The analysis, by Ink World Magazine, noted that the “majority of raw materials” are imported into Africa, and so “supply logistics and local currency rates play a significant role”. Accessing materials as an Africa-based ink manufacturer “remains a major challenge” because “nearly the entire demand is met through imports”, and the impact of this is “closely tied to the efficiency of Africa’s supply logistics and the volatility of local currencies”, which have dictated the industry’s performance.

These issues are also “likely to influence outcomes of ink companies’ investments both in the short and medium term”, with Pieter Jordaan, African Vice President and General Manager of Flint Group, stating that “the majority of raw materials required for ink manufacturing [are] imported from outside Africa”, with the reliance on these providing “unique challenges to the ink manufacturer as we have to consider the impact of the distance from the supply lines and volatility in currencies”.
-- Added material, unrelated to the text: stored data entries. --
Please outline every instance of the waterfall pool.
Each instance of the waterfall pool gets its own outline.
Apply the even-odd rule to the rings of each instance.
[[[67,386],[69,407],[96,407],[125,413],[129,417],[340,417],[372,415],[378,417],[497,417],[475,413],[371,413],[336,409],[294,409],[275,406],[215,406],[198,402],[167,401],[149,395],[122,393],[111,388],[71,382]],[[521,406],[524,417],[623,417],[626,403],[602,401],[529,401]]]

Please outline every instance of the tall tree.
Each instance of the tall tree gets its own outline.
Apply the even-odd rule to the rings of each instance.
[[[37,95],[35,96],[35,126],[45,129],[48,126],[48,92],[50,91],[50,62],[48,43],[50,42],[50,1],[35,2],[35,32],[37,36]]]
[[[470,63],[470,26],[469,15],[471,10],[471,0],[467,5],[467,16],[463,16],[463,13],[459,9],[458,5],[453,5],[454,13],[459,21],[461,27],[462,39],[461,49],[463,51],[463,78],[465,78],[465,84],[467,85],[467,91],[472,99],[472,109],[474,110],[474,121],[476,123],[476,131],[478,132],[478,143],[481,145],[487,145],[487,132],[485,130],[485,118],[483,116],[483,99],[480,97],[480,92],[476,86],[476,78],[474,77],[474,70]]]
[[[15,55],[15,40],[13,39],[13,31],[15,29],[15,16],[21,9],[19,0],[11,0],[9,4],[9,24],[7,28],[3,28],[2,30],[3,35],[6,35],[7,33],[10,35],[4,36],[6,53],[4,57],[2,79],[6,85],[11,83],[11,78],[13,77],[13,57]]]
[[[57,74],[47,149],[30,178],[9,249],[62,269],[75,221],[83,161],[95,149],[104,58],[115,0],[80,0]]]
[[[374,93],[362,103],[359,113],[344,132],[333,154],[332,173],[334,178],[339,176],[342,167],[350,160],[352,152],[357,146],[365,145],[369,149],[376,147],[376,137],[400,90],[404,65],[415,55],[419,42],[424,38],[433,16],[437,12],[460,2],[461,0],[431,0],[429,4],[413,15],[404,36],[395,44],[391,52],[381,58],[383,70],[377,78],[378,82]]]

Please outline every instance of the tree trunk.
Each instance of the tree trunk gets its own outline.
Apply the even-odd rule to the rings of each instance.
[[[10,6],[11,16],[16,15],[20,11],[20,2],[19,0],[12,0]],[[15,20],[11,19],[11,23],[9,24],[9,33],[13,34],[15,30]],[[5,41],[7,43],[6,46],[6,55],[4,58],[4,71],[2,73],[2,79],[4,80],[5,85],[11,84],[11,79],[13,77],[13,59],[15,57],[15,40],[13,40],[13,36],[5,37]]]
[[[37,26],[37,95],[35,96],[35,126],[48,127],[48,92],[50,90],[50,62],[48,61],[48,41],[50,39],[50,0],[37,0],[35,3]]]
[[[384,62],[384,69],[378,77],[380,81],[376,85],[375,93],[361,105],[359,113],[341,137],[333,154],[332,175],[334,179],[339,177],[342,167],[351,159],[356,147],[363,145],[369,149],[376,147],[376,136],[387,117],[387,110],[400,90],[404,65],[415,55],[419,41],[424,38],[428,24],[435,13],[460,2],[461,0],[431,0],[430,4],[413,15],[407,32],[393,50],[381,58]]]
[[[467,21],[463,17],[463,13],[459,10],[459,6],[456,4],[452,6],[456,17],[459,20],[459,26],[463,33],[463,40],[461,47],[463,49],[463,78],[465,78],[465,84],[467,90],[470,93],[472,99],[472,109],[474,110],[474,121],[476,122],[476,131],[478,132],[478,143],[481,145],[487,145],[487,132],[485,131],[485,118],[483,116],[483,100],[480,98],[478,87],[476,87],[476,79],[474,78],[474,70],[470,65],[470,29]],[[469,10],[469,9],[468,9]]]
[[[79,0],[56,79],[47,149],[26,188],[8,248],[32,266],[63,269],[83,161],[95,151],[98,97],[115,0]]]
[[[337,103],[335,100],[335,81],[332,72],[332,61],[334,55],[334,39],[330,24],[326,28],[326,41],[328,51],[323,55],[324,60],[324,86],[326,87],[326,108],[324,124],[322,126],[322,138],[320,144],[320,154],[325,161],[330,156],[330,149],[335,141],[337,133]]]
The company launched a “joint venture” with other ink companies to “grow in emerging markets”, with Jordaan noting that “distance from the suppliers increases the cost of transport and necessitates higher levels of stockholding”. His advice on trying to “mitigate the likely raw materials supply crisis just in case a shipping company or transport networks within a given market are disrupted” was that “stock levels must be sufficient to ensure continued supply.

“The recent suspension of services by one of the largest shipping lines, as it had to file for receivership, shows the importance of sufficient stocks”. This was surmised to be South Korean container company Hanjin, which went into receivership recently, with South African ink manufacturers previously hoping that services to Durban and Cape Town would “contribute to satisfying various needs of their customers”.
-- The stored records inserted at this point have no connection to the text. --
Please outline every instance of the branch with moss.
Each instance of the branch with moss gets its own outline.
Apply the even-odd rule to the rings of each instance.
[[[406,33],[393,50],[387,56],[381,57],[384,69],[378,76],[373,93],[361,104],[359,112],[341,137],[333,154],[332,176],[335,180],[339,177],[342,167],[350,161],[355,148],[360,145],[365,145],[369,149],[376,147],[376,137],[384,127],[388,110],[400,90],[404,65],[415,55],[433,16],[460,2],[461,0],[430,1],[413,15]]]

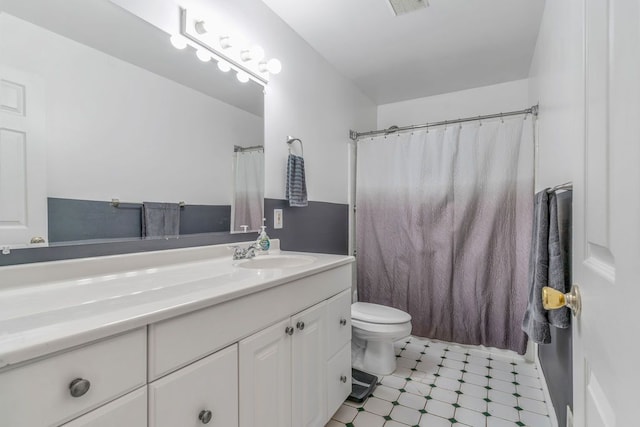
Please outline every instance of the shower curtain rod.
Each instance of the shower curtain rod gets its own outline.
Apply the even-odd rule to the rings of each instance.
[[[398,126],[391,126],[387,129],[381,129],[381,130],[371,130],[368,132],[357,132],[355,130],[350,130],[349,131],[349,138],[351,138],[351,140],[353,141],[357,141],[359,138],[363,137],[363,136],[372,136],[372,135],[388,135],[391,133],[396,133],[396,132],[404,132],[404,131],[408,131],[408,130],[414,130],[414,129],[424,129],[424,128],[430,128],[430,127],[434,127],[434,126],[443,126],[443,125],[452,125],[452,124],[456,124],[456,123],[464,123],[464,122],[473,122],[476,120],[488,120],[488,119],[499,119],[502,117],[508,117],[508,116],[518,116],[520,114],[531,114],[533,116],[537,116],[538,115],[538,105],[534,105],[532,107],[529,107],[525,110],[518,110],[518,111],[509,111],[507,113],[498,113],[498,114],[488,114],[486,116],[475,116],[475,117],[466,117],[463,119],[455,119],[455,120],[444,120],[441,122],[433,122],[433,123],[424,123],[421,125],[410,125],[410,126],[402,126],[402,127],[398,127]]]
[[[241,147],[239,145],[233,146],[233,151],[236,153],[245,152],[245,151],[259,151],[259,150],[264,150],[264,147],[262,145],[254,145],[251,147]]]

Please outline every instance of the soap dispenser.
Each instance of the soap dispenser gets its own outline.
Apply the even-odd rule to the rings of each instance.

On the currency front, the volatility “creates high levels of uncertainty and can add substantial cost to the procurement process”, with instability “in many of the African markets and [their] trading partners”. Examples include devaluation in Nigeria and South Africa (impacted by China’s devaluations), with the latter point particularly bad for Sub-Saharan Africa, which was expected to “experience the largest negative impact”.

Countries most affected include Mauritania, Zambia, Sierra Leone and Democratic Republic of Congo, while Kenya has also seen its currency “under pressure”. Crude oil prices have also had a “huge impact” on raw materials costs, with Jordaan noting that since the recession however, “circumstances may have changed”, with ink raw materials prices possibly not having “fallen in tandem”.

The future strategy of African ink manufacturers, he believed, “will mainly be driven by growth of printing companies”, because of the fast-moving consumer goods (FMCG) segment where many companies “pursue opportunities to manufacture closer to the source as opposed to importing finished products”, with the “current raw material situation” said to have a “limited impact on this strategy”.

He concluded that with global economic growth slowing recently, Africa “has also been affected”, particularly with the “slowdown in demand for commodities”, noting that “we have seen limited activity from raw material suppliers to invest in projects to manufacture in Africa, and we foresee that our procurement model will not change much for the short to medium term”.